Relasi Partai Politik dan Korupsi
Jadi, menurut hemat penulis yang harus dibenahi terlebih dulu adalah instusionalisasi partai politik. Setiap partai politik harus bisa menciptakan kesamaan kehendak dan cita-cita bersama untuk menyusun suatu konsep kenegaraan yang bermuara pada terwujudnya kesejahteraan rakyat. Konsep kenegaraan itulah yang harus disosialisasikan dan dikomunikasikan setiap partai politik kepada masyarakat dalam pemilihan umum dan secara tidak langsung rakyat sebagai pemegang kedaulatan akan bisa memilih partai politik mana yang bisa memperjuangkan kepentingan mereka. Rekrutmen dan Kaderisasi partai politik harus diperketat melalui paksaan undang-undang.
Untuk menjamin rekrutmen dan kaderisasi partai politik regenerasi, sebaiknya ada pengaturan mengenai persyaratan menjadi pengurus pada tingkat atas pengalaman minimal 5 tahun sebagai pengurus pada tingkat bawahan. Jika struktur kepengurusan partai politik terdiri atas 4 tingkat, maka seorang calon Ketua Umum dipersyaratkan minimal sudah 20 tahun menjadi pengurus partai politik yang bersangkutan. Dengan demikian pembinaan partai politik dalam jangka panjang akan tumbuh dan berkembang secara sehat, terhindar dari ‘kutu-loncat’ yang menumbuhsuburkan budaya politik transaksional dan pragmatis
Dalam sistem ketatanegaraan Indonesia peranan partai politik sangat strategis dalam pemerintahan, karena secara konstitusional di dalam UUD NRI 1945 hanya partai politik yang dapat mengusung pasangan calon presiden dan wakil presiden, dan Anggota DPR/DPRD dalam pemilu. Bahkan dalam pencalonan kepala daerah, setiap pasangan calon harus mendapatkan rekomendasi dukungan dari Partai Politik. Sehingga sejatinya jika Presiden, Anggota DPR/DPRD, dan kepala daerah terpilih berasal dari partai politik yang sama, atau setidaknya berasal dari koalisi partai politik yang mempunyai ideologi yang sama, maka seharusnya pemerintahan dapat berjalan secara baik dan lancar tanpa adanya kegaduhan politik.

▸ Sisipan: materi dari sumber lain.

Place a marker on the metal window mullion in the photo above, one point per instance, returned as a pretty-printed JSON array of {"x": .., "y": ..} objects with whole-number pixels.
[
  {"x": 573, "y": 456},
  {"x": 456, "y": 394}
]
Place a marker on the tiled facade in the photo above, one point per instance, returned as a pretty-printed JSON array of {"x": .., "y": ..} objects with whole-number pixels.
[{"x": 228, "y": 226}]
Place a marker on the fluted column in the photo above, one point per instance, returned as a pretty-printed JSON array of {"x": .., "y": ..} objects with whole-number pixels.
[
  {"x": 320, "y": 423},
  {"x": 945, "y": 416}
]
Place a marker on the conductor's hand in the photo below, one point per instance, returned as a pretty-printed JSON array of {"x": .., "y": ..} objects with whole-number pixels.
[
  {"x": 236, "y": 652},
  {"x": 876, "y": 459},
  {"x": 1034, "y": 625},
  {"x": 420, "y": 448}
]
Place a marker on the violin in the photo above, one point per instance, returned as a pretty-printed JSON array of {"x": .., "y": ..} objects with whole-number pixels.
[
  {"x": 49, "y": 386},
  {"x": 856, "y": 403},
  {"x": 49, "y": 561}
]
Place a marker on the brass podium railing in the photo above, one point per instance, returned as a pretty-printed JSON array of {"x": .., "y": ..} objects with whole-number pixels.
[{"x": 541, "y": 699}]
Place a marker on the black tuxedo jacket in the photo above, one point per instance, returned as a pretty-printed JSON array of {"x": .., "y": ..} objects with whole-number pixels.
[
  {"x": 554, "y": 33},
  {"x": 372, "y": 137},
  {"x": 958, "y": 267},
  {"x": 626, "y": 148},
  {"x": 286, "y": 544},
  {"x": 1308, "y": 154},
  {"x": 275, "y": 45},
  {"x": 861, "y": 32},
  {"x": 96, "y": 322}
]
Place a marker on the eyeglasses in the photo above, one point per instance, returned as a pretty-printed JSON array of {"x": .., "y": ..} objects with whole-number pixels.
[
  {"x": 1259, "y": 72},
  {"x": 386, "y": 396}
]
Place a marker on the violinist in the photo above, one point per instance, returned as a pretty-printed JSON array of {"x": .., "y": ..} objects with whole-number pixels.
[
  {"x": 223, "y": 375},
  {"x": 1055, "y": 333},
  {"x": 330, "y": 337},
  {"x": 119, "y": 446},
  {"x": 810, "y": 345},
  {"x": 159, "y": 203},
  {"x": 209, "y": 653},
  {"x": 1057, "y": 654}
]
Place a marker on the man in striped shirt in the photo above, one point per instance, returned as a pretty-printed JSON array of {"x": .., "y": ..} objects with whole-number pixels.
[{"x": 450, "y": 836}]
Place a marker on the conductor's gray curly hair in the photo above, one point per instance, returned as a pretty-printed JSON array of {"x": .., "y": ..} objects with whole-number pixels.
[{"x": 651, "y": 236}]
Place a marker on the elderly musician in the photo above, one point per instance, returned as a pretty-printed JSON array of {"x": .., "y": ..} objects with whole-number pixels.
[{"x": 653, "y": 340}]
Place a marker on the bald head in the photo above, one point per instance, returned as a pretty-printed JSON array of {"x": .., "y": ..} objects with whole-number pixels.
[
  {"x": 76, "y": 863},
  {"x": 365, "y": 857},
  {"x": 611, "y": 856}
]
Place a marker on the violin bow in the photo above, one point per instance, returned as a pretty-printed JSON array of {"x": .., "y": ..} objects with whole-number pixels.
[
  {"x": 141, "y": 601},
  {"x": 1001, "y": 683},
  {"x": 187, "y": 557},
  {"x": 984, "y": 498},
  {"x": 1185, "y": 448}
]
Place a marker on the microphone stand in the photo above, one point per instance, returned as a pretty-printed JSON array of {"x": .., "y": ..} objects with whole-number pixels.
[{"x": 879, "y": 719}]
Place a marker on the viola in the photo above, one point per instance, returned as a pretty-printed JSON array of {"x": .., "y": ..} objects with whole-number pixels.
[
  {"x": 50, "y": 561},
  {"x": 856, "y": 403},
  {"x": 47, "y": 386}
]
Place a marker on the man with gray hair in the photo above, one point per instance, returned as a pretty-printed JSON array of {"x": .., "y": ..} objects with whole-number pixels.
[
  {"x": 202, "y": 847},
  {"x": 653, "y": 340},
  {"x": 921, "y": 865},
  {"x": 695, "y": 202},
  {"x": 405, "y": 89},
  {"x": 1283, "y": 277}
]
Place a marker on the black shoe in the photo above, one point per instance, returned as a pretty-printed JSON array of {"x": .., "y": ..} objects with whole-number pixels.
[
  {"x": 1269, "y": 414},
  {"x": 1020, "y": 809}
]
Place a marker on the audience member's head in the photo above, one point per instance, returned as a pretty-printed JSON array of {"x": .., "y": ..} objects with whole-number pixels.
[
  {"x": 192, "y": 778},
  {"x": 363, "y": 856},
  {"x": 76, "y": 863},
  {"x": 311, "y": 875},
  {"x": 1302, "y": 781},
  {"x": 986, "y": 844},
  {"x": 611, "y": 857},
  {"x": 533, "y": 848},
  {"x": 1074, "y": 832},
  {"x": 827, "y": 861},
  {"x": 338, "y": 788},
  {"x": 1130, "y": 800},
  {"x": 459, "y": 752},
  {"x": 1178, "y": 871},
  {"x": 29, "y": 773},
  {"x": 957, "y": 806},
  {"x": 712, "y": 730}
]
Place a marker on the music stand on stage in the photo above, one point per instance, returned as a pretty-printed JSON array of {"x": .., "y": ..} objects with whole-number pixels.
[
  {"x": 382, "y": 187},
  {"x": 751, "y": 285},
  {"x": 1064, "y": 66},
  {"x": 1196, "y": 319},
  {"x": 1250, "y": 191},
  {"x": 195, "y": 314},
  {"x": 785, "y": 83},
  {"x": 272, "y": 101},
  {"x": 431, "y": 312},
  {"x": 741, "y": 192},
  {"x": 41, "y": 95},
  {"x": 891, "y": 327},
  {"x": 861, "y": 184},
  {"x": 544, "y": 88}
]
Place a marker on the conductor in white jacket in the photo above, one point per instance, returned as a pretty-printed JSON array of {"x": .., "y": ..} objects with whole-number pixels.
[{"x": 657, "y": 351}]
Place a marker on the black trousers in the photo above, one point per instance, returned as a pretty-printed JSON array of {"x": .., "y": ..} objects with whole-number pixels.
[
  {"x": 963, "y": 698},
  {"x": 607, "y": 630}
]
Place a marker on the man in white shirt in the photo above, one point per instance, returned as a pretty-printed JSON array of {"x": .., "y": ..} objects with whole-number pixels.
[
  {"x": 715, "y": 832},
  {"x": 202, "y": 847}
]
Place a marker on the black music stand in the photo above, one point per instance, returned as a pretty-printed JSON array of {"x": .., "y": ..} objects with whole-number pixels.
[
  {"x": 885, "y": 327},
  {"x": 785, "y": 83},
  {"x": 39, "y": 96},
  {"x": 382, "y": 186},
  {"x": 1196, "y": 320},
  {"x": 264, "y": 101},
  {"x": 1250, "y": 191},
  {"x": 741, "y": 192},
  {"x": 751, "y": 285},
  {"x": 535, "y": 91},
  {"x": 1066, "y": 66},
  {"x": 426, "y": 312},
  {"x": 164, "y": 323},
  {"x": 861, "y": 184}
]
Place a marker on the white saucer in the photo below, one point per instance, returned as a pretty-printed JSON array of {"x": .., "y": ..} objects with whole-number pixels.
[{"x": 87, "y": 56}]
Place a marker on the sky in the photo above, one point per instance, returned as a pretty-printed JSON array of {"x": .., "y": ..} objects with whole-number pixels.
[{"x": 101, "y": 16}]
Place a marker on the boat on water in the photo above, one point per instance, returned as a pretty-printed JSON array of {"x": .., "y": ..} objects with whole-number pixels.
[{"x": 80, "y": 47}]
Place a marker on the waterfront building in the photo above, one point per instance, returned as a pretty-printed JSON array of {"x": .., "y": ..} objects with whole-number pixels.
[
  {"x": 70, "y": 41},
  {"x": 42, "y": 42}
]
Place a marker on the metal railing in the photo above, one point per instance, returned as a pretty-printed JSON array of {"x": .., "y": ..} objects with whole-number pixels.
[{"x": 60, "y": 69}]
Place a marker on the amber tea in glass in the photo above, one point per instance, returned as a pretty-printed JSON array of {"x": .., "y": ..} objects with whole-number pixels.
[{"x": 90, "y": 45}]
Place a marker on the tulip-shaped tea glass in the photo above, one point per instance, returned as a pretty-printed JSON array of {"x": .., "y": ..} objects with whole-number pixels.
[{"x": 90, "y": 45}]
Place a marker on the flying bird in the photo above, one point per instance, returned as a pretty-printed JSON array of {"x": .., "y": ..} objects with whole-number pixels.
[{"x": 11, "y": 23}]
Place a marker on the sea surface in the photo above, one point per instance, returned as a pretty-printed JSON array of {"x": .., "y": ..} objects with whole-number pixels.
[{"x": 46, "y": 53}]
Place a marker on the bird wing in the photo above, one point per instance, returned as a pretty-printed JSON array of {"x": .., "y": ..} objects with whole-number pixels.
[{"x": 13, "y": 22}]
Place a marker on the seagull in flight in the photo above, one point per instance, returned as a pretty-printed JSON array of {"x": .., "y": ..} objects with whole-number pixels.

Tumbuh suburnya praktik korupsi sangat berkorelasi dengan mahalnya biaya politik dalam setiap kontestasi pilkada. Sehingga sistem demokrasi yang sifatnya transaksional pada akhirnya mengarah pada pemerintahan yang pragmatis. Untuk itu pemerintah dan DPR harus kembali merumuskan regulasi yang dapat memberikan penguatan instusionalisasi partai politik yang mengarah pada penguatan sistem demokrasi.